La Russie a opté pour une variante plus stricte de la façon d’agir de la Chine. En effet, toute personne d’au moins 14 ans dans la région de Moscou doit télécharger un QR code afin de pouvoir se déplacer autour de la cité. Toute personne doit également s’enregistrer sur un site gouvernemental et doit avoir téléchargé l’application de traçage numérique. L’itinéraire et les raisons de déplacements de chaque individu doivent être déclarés à l’avance afin de pouvoir être sous contrôle des autorités[11].

L’Europe, le Canada ainsi que les États-Unis ont misé sur une approche moins intrusive du traçage numérique des contacts[11].

Le Canada a développé une application basée sur le stockage décentralisé des données. Cependant, peu de détails techniques ont été rendus publics. Cela a soulevé beaucoup de questions de la part de la population, notamment pourquoi le gouvernement n’a pas donné d’explications concernant le processus de développement de cette application[11].

L’Allemagne et l’Italie ont lancé des applications basées sur le modèle développé par Google et Apple[8].

Dans de nombreux pays, des développeurs, individuels, centres de recherche, start-ups ou initiatives citoyennes – comme BriserLaChaine ou Vite ma dose en France – ont proposé de développer rapidement des applications afin d'accélérer la mise en place de solutions, critiquant la lenteur des gouvernements, leur aversion au risque, leurs méthodes bureaucratiques et la difficulté à construire un accord politique[12].
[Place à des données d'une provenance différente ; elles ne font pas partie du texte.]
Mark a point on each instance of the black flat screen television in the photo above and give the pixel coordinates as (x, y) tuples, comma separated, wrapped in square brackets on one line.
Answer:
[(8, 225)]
Taux d’utilisation de la population modifier

L’efficacité des applications de traçage des contacts dans la lutte contre la pandémie du Covid-19 est fortement dépendante de son taux d’utilisation par la population[13]. Ce taux est influencé par divers facteurs propres à chaque individu et pays. Une des barrières limitante est la peur d’un manque de confidentialité sur les données personnelles[14]. Cette dernière peut être notamment due à un manque de confiance envers le gouvernement ou les entreprises qui ont accès aux données. Quand un ministre a révélé, à Singapour, que la police avait accès aux données des applications, malgré le fait que le gouvernement assurait le contraire, le taux d’utilisation a fortement baissé due à la perte de confiance[13]. Les Royaume-Unis, dans le but de rassurer la population à propos de la confidentialité, ont procurés, dans leur application, des informations détaillées sur son fonctionnement ainsi qu’un moyen de désactiver le traçage des contacts. Cela, en gardant d’autres fonctionnalités telles qu’une liste de symptômes ou du traçage par scan de QR codes[14].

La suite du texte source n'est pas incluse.